El histórico acuerdo de libre comercio entre el Mercosur y la Unión Europea ha sufrido un revés crítico este miércoles. El Parlamento Europeo, con una votación ajustada de 334 votos a favor y 324 en contra, decidió bloquear temporalmente la ratificación del convenio para someterlo a una revisión legal por parte del Tribunal de Justicia de la UE. Esta medida busca determinar si la estrategia del Consejo de dividir el capítulo arancelario del institucional para acelerar la aprobación respeta los tratados fundacionales del bloque de los 27.
La resistencia liderada por Francia y otros sectores agrícolas europeos finalmente logró imponer este filtro judicial, que podría demorar la implementación definitiva durante varios meses. La controversia radica en el intento de las autoridades europeas de aplicar un “atajo” legal que permitiera aprobar la parte comercial del pacto sin requerir la unanimidad de todos los parlamentos nacionales, una maniobra que ahora queda bajo la lupa de la justicia comunitaria. El convenio, que había dado un paso formal el pasado fin de semana en Asunción, entra así en una zona de incertidumbre técnica y política.
En el plano regional, el presidente Javier Milei ya había incluido el tratamiento de este acuerdo de libre comercio en el llamado a sesiones extraordinarias del Congreso de la Nación. Argentina, junto a los demás miembros plenos del Mercosur, debe avanzar con la aprobación parlamentaria interna, pero el freno en Estrasburgo altera el cronograma previsto por la Casa Rosada. La apuesta del gobierno libertario por una apertura comercial inmediata se topa con la burocracia de los tribunales europeos, que ahora deberán expedirse sobre la validez del formato del pacto.

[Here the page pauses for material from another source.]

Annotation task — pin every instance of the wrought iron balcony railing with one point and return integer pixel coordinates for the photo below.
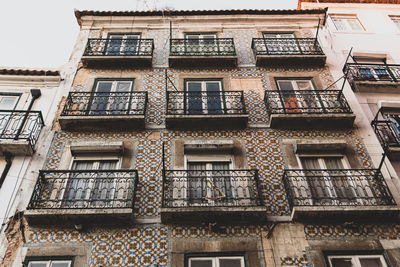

Este escenario obliga a los negociadores a una nueva fase de diplomacia intensiva mientras se aguarda el fallo judicial. Los sectores productivos del Cono Sur, que veían en el cierre de este acuerdo de libre comercio una oportunidad histórica para la exportación, deberán recalibrar sus expectativas ante la posibilidad de que el proceso se dilate hasta finales de 2026. La decisión del Parlamento Europeo no anula lo firmado en Paraguay, pero suspende los pasos institucionales necesarios para que el comercio preferencial tenga plena vigencia entre ambos bloques.